オールキャップス
ウィキペディア フリーな encyclopedia
オールキャップス(英語: all caps)とは、大文字と小文字の区別をする言語におけるタイポグラフィの用語で、"TEXT IN ALL CAPS
"のように、文章中の全ての文字を大文字で綴ること、もしくは、全ての文字が大文字であるフォントのことを指す。"all caps"は"all capitals"の略である。
オールキャップスは、単語やフレーズを強調するために使われることがある。法律文書、書籍の表紙に記載される題字、広告、新聞の見出しなどでよく見られる。全ての文字が大文字で書かれた短い文字列は、大文字と小文字が混在している場合よりも、見た目が「うるさく」感じられることから、オールキャップスで書くことを英語では"screaming"や"shouting"(どちらも「叫ぶ」の意味)と言うことがある[1]。また、頭字語は通常オールキャップスで書かれる。
一般的に、オールキャップスの文章は小文字だけで書いた文章に比べて、読みやすさや可読性が低いことが示されている[2][3]。さらに、オールキャップスで文章を書くと、文化的な理由から、文章が威圧的で不愉快なものになる可能性がある。それは、音声の書き起こしの際に、話し手が大声で叫んでいることを示すためにオールキャップスがよく使われるためである[4]。古いタイプライターやテレタイプではオールキャップスの文章がよく見られるが、これらのシステムでは大文字と小文字を全く区別しない[5][6]。

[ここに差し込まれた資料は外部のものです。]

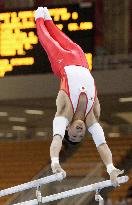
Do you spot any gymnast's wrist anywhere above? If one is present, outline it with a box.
[51,157,59,165]
[107,163,116,175]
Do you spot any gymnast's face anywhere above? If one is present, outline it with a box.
[67,120,86,142]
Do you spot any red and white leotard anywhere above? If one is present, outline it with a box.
[36,18,96,116]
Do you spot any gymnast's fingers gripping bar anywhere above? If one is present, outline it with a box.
[11,176,129,205]
[42,176,128,203]
[0,173,64,197]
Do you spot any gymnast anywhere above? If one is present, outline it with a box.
[35,7,123,186]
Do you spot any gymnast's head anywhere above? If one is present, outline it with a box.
[65,120,86,145]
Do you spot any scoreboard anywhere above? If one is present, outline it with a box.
[0,4,95,77]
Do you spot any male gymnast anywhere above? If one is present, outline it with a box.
[35,7,123,186]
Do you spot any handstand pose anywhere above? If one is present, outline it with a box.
[35,7,123,186]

専門的な文書では、重要な名前や頭字語の強調には、オールキャップスの代わりにスモールキャップス(例:Text in Small Caps)を使用したり、イタリック体やボールド体を使用したりするのが一般的である[7]。どうしてもオールキャップスを使用しなければならない場合は、文字の間隔をポイントの高さの約10%程度、わずかに広げるのが通例である。この方法は、トラッキング(tracking)またはレタースペーシング(letterspacing)と呼ばれている[8]。デジタルフォントの中には、この目的のために代替のスペーシングメトリクスが含まれているものもある[9]。